The Cabinet Secretary for Health and Social Services, Vaughan Gething AM, has been urged to reconsider his approach over the latest Tawel Fan Report and told if he doesn’t he will have failed in his duty to the families and patients affected and in his duty to Wales.
North Wales Assembly Member Mark Isherwood criticised the Cabinet Secretary following his Statement in the Chamber yesterday on the Health and Social Care Advisory Service (HASCAS) Report into the care and treatment provided on the Tawel Fan Ward at Ysbyty Glan Clwyd.
The Tawel Fan ward in the Ablett Unit at Glan Clwyd Hospital, Denbighshire, was closed in December 2013 after an initial investigation by Donna Ockenden exposed "institutional abuse" on the ward.

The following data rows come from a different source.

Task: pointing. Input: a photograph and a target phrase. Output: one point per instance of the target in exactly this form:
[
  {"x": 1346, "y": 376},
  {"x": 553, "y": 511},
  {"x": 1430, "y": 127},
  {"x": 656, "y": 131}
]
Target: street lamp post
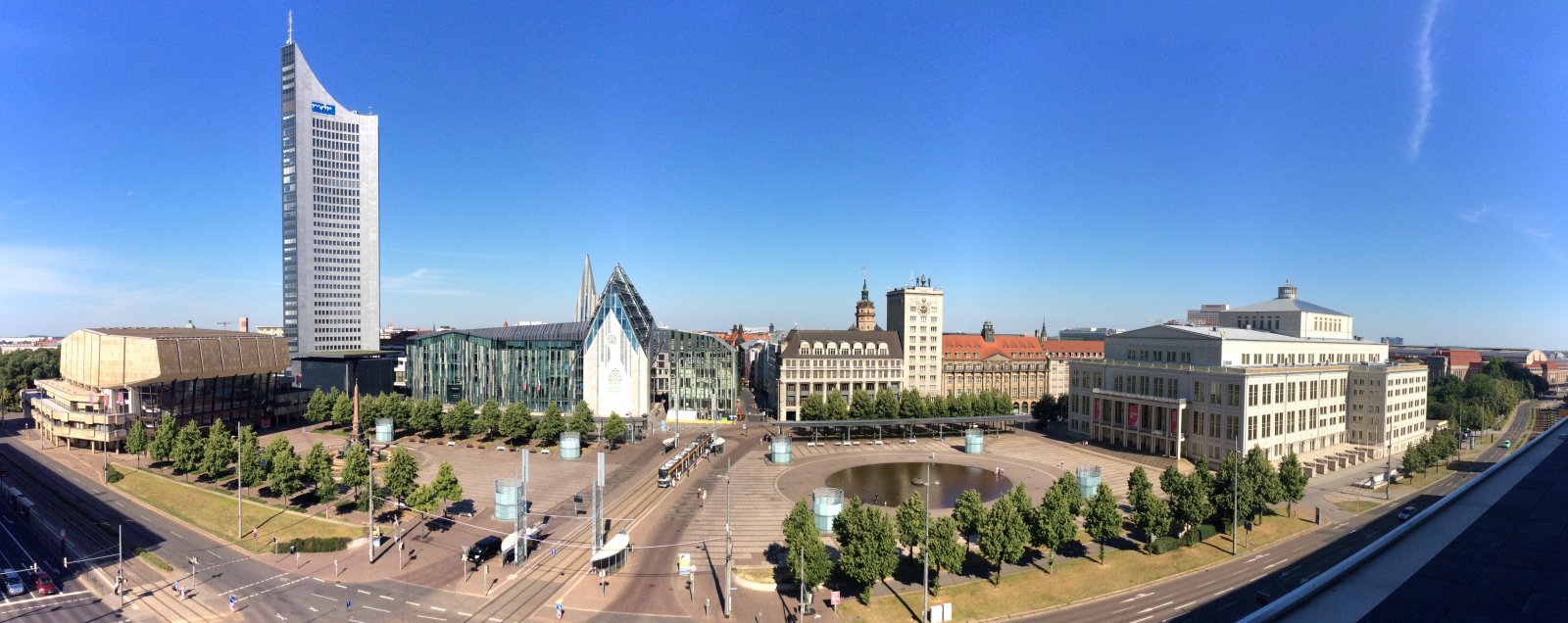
[{"x": 925, "y": 545}]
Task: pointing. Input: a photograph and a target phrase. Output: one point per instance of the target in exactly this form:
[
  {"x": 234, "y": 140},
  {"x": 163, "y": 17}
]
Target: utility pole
[
  {"x": 120, "y": 564},
  {"x": 370, "y": 494},
  {"x": 239, "y": 484},
  {"x": 925, "y": 547},
  {"x": 729, "y": 545}
]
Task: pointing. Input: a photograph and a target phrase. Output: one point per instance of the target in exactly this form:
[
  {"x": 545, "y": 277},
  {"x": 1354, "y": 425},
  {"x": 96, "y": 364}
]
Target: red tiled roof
[{"x": 971, "y": 346}]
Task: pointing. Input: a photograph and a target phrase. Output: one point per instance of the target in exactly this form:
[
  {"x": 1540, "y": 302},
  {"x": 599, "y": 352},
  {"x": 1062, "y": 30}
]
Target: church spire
[{"x": 587, "y": 298}]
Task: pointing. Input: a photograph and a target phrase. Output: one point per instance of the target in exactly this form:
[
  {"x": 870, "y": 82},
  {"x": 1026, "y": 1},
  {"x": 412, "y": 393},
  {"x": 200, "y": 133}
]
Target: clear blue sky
[{"x": 1084, "y": 165}]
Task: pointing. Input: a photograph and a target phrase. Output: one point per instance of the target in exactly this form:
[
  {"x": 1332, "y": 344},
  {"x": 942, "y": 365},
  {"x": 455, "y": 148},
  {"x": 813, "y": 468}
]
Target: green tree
[
  {"x": 867, "y": 545},
  {"x": 162, "y": 445},
  {"x": 425, "y": 415},
  {"x": 342, "y": 410},
  {"x": 911, "y": 405},
  {"x": 969, "y": 512},
  {"x": 911, "y": 520},
  {"x": 357, "y": 470},
  {"x": 551, "y": 426},
  {"x": 219, "y": 453},
  {"x": 488, "y": 420},
  {"x": 284, "y": 474},
  {"x": 1055, "y": 520},
  {"x": 1293, "y": 482},
  {"x": 1102, "y": 520},
  {"x": 805, "y": 549},
  {"x": 812, "y": 408},
  {"x": 446, "y": 484},
  {"x": 187, "y": 448},
  {"x": 320, "y": 406},
  {"x": 400, "y": 473},
  {"x": 253, "y": 468},
  {"x": 862, "y": 406},
  {"x": 1045, "y": 408},
  {"x": 516, "y": 423},
  {"x": 886, "y": 405},
  {"x": 1266, "y": 489},
  {"x": 835, "y": 407},
  {"x": 1139, "y": 487},
  {"x": 946, "y": 551},
  {"x": 613, "y": 429},
  {"x": 318, "y": 471},
  {"x": 1004, "y": 536},
  {"x": 137, "y": 439},
  {"x": 582, "y": 420},
  {"x": 457, "y": 421},
  {"x": 1152, "y": 517}
]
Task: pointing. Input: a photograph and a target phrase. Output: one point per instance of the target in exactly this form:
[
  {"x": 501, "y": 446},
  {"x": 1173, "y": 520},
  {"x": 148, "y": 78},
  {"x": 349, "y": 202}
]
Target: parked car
[
  {"x": 13, "y": 583},
  {"x": 44, "y": 583},
  {"x": 483, "y": 550}
]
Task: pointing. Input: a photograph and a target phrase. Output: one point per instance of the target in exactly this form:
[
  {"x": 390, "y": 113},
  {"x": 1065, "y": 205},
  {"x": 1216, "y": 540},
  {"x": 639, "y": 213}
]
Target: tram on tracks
[{"x": 684, "y": 459}]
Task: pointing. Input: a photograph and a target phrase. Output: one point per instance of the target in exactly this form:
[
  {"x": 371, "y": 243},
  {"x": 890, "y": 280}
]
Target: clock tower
[{"x": 914, "y": 312}]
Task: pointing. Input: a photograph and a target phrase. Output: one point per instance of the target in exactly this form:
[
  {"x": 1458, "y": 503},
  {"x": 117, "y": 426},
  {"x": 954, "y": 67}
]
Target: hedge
[
  {"x": 1164, "y": 544},
  {"x": 318, "y": 545}
]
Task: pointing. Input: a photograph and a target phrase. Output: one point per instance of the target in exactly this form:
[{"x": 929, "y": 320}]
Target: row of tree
[
  {"x": 21, "y": 368},
  {"x": 1484, "y": 398},
  {"x": 514, "y": 423},
  {"x": 906, "y": 405},
  {"x": 1013, "y": 525},
  {"x": 282, "y": 470}
]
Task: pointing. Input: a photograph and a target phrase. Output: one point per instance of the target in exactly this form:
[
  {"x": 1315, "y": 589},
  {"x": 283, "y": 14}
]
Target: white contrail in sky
[{"x": 1426, "y": 89}]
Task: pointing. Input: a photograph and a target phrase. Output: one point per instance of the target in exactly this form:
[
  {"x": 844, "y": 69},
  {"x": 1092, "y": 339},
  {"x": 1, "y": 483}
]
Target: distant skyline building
[
  {"x": 1206, "y": 314},
  {"x": 914, "y": 312},
  {"x": 331, "y": 212},
  {"x": 1087, "y": 334}
]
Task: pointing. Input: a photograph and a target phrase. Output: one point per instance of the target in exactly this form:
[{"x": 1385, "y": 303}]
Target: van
[{"x": 483, "y": 550}]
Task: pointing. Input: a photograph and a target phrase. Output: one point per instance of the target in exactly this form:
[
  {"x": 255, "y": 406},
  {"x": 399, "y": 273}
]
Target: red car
[{"x": 44, "y": 583}]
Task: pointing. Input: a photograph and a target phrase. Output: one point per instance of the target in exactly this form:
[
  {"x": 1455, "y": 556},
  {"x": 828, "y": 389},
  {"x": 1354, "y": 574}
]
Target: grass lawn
[
  {"x": 1074, "y": 578},
  {"x": 214, "y": 512},
  {"x": 1356, "y": 505}
]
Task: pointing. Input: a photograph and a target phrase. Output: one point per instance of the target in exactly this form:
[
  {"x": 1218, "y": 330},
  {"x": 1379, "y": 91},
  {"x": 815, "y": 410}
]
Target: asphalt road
[
  {"x": 1230, "y": 591},
  {"x": 263, "y": 591}
]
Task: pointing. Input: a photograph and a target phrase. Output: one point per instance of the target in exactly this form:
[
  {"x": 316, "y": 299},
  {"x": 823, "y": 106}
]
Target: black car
[{"x": 483, "y": 550}]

Responding to the Cabinet Secretary in the Assembly Chamber, Mr Isherwood said:
“In your statement to us, you state, 'anyone who has taken the time to read the report carefully should appreciate the thoroughness of the investigation and understand how the conclusions have been reached.' We have to disagree. But, of course, we're not alone. The Chief Officer in the North Wales Community Health Council has said that dismissing the testimony of Tawel Fan families is akin to ‘not believing survivors of sexual abuse’. He insisted the evidence given by relatives of dementia patients at the Ablett unit was absolutely credible. The Older Person's Commissioner for Wales, Sarah Rochira, said ‘the headline findings of the report will be of little comfort to the families of the patients on the Tawel Fan ward, who have been clear that their relatives suffered standards of care that were quite simply unacceptable’.
“Was not your use of the word 'reassuring' in initial press reports following the publication of the report at the very best insensitive to the relatives and families, who themselves were reported as stating they found this report devastating?
“They were angry and in uproar over the abuse report. They again talked about how their loved ones were seen being dragged by the scruff of the neck, barricaded and left in their own mess. One spoke about how his mother was bullied and forced to sleep in an ant-infested bed. There was more than one occasion when she'd be in the same clothes for at least two days, lying in her own mess. He described the report as ‘a huge cover-up’, as reported in the press.
“The Health Board states that it was alerted to serious concerns regarding patient care on the Tawel Fan Mental Health Ward in the Ablett Unit at Ysbyty Glan Clwyd in December 2013 – but concerns about this Ward go back a lot further.
“In 2009, I represented a constituent who alleged the treatment received by her husband in the unit nearly killed him, that three other patients admitted around the same time as her husband had similar experiences and that she was now worried about the treatment others may receive in this unit. Her husband suffered from Alzheimer's and terminal cancer. I was also copied in on a complaint in respect of another patient at the time who had vascular dementia, which included distressing before-and-after photographs. These were shared with both the Health Board and its predecessor and your predecessor. No action appears to have been taken.
“Thankfully, in 2015, Welsh Government, the Health Board and Healthcare Inspectorate Wales all accepted the findings of Donna Ockenden's 2015 report. So, why now, when many serious allegations are peppered throughout the HASCAS report, has it come to the bizarre conclusion that care was good and that institutional abuse didn't happen?
“Why do the conclusions not stack up with the findings? The HASCAS report doesn't chime with concerns raised in other reports. Why doesn't it chime with the Healthcare Inspectorate Wales report in July 2013, which found a patient locked in a room sitting in a bucket chair, incontinent, in their own faeces and urine. It found no activities for patients. It found the garden unkempt and inaccessible. It found insufficient staffing, and much more. Internal work on ‘Dementia Care Mapping’ in October 2013 revealed patients desperately trying to engage with staff, and an elderly patient found to be smearing herself with her own faeces resulting from this lack of engagement. Page 115 of the HASCAS Report talks about ‘Dementia Care Mapping’, but page 116 says that ‘no serious concerns were raised and no poor practice observed’.
Mr Isherwood added:
“The HASCAS findings are based, quite properly, on clinical notes. You refer to the clinical notes in your Statement, but they (HASCAS) acknowledged that when they came to start their review, the clinical records they needed had not been secured. Why therefore, in breach of standard NHS practice to stop clinical notes being got at, were these notes not secured? And how, even if they weren't got at, can we have any confidence regarding their content in these circumstances, especially given the different findings of different reports I've referred to previously?
“Is it not therefore the case that our colleague, Darren Millar, is right to have written to the Public Accounts Committee asking them to examine this matter, reflecting both the inconsistent evidence and the huge concerns caused to North Wales in general, but particularly to the families of these dozens of victims, where the evidence is so strong that we have to accept that they were clearly telling the truth?
“I hope, Cabinet Secretary, you're going to change your tune on this, that you're going to listen, that you're not going to shoot the messenger, and that you're going to reconsider your approach, because, if not, you will have failed in your duty to these people, you will have failed in your duty to the patients and staff, and you will have failed in your duty to Wales. I look forward to your response.”